Photo by Cpl. Jonathan Waldman

Pride of the Pacific maintains readiness

19 Apr 2013 | Lance Cpl.Demetrius Morgan 11th Marine Expeditionary Unit

The 11th Marine Expeditionary Unit's primary mission is to be a rapid response force able to conduct amphibious operations under the most adverse conditions. To consistently accomplish this mission, the MEU participates in various training exercises to sharpen and maintain readiness skills.

Marines with the 11th MEU participated in Chemical, Biological, Radiological, and Nuclear equipment familiarization along with physical training here April 19.

The 11th MEU makes it a priority to complete individual survival standards training and individual protective equipment confidence training on a quarterly basis. The purpose of the training is to prepare MEU personal to operate in a contaminated environment.

The training started with the command element's CBRN section briefing the individual survival standards when in a CBRN situation. Then, the Marines were taught the proper usage of individual protective equipment.

“The focus of this training is to show Marines the amount of mobility you have while in Saratoga undergarments,” said Lance Cpl. Joseph Leeder, a CBRN defense specialist with the 11th MEU. “This training also gives you an idea on what you’re supposed to do in a CBRN environment.”

Leeder’s role in the training was to be the primary instructor of classes conducted prior to practical application.
Immediately after the CBRN classes, the command element broke into groups to take part in familiarization training.
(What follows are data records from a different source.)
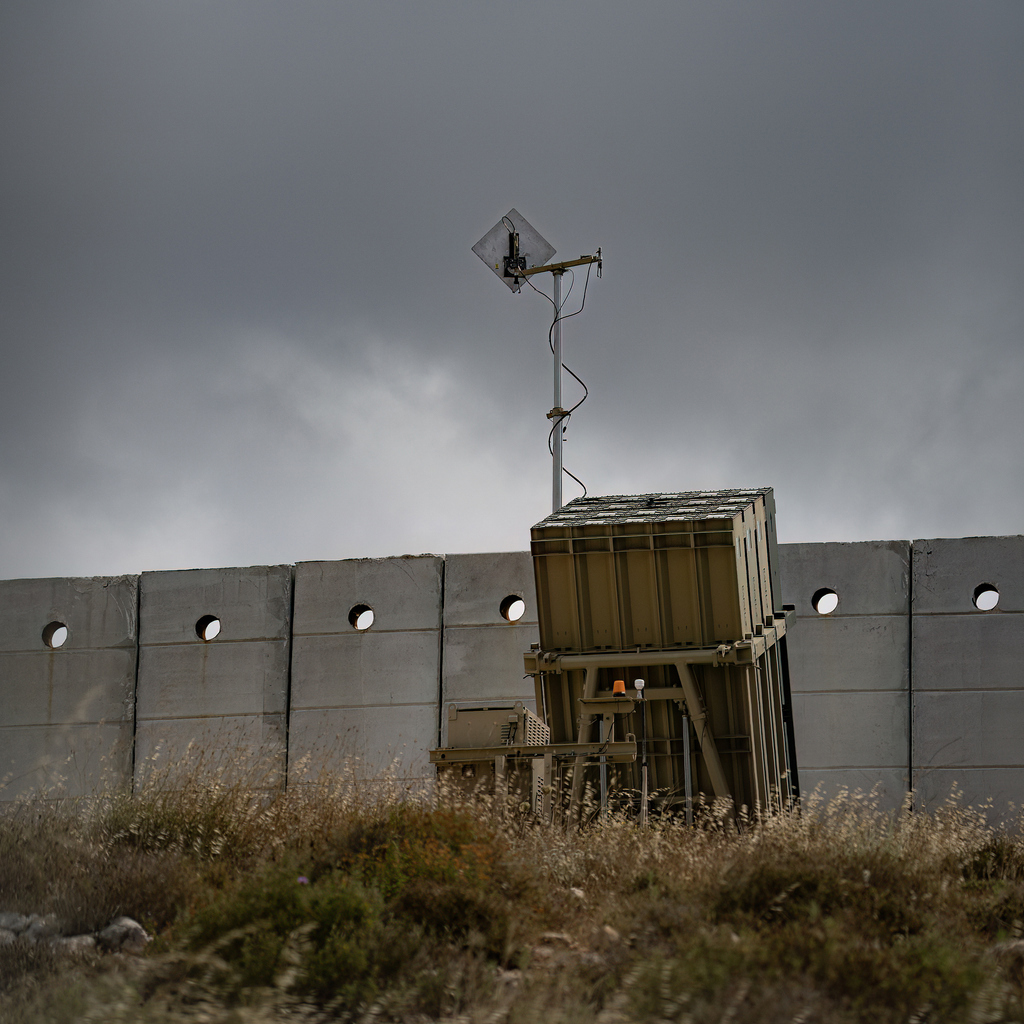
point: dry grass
(340, 901)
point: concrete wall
(67, 713)
(225, 696)
(482, 655)
(850, 670)
(366, 699)
(969, 679)
(906, 682)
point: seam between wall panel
(440, 654)
(288, 680)
(909, 675)
(134, 695)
Each group was placed on one of six stations. At each station, Marines conducted immediate actions to CBRN scenarios. After a designated time, the groups rotated to take part in the next station’s training exercise.

During the familiarization training, Marines conducted physical training between stations while wearing Mission Oriented Protective Posture gear. MOPP gear is the standard protective gear the Marine Corps uses when dealing with a possible contamination situation. The MOPP gear was not only used to expose Marines to the equipment, it was also used to make the physical training aspect harder.
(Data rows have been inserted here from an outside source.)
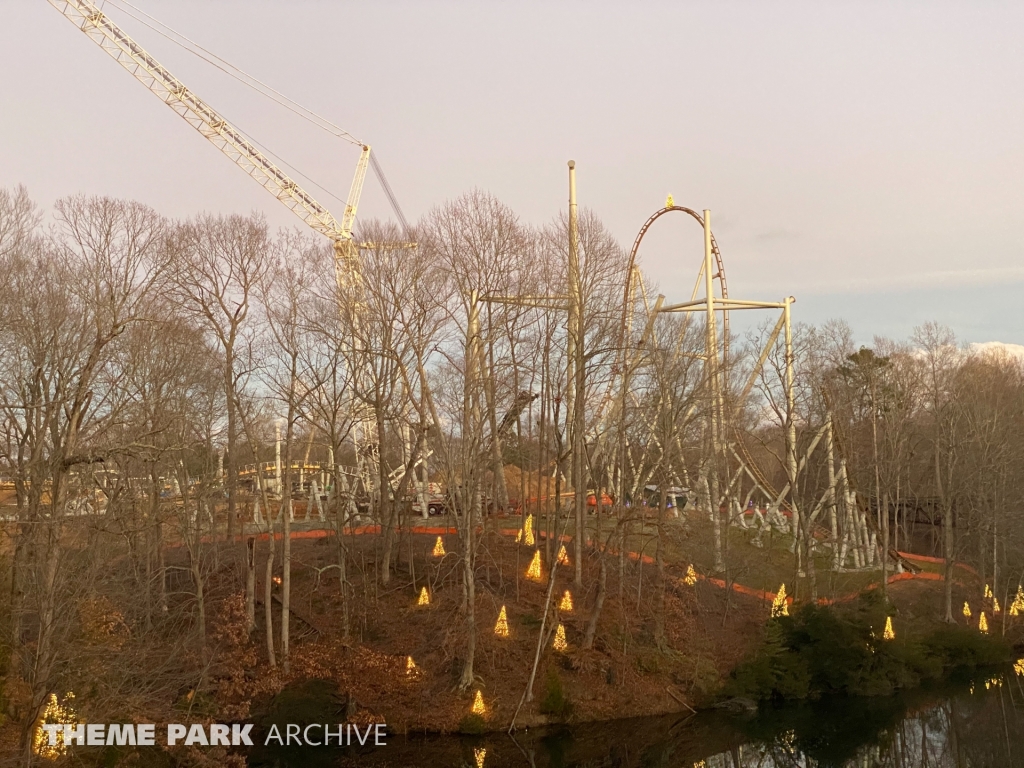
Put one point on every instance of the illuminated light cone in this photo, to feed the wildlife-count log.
(527, 531)
(58, 713)
(502, 628)
(778, 605)
(560, 643)
(478, 708)
(534, 571)
(566, 603)
(691, 576)
(563, 556)
(1017, 606)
The combination of building confidence in usage of gear and fitness training is believed to be the most effective way to create a realistic training regiment, said Leeder.

“This isn’t training that you can give half effort,” said Staff Sgt. Sean Fordham, the CBRN chief with the 11th MEU. “This stuff actually applies in real combat situations.”

The MEU is scheduled to participate in many other PT sessions and other types of training to build unit cohesion and mission readiness while in preparation for their deployment scheduled in 2014.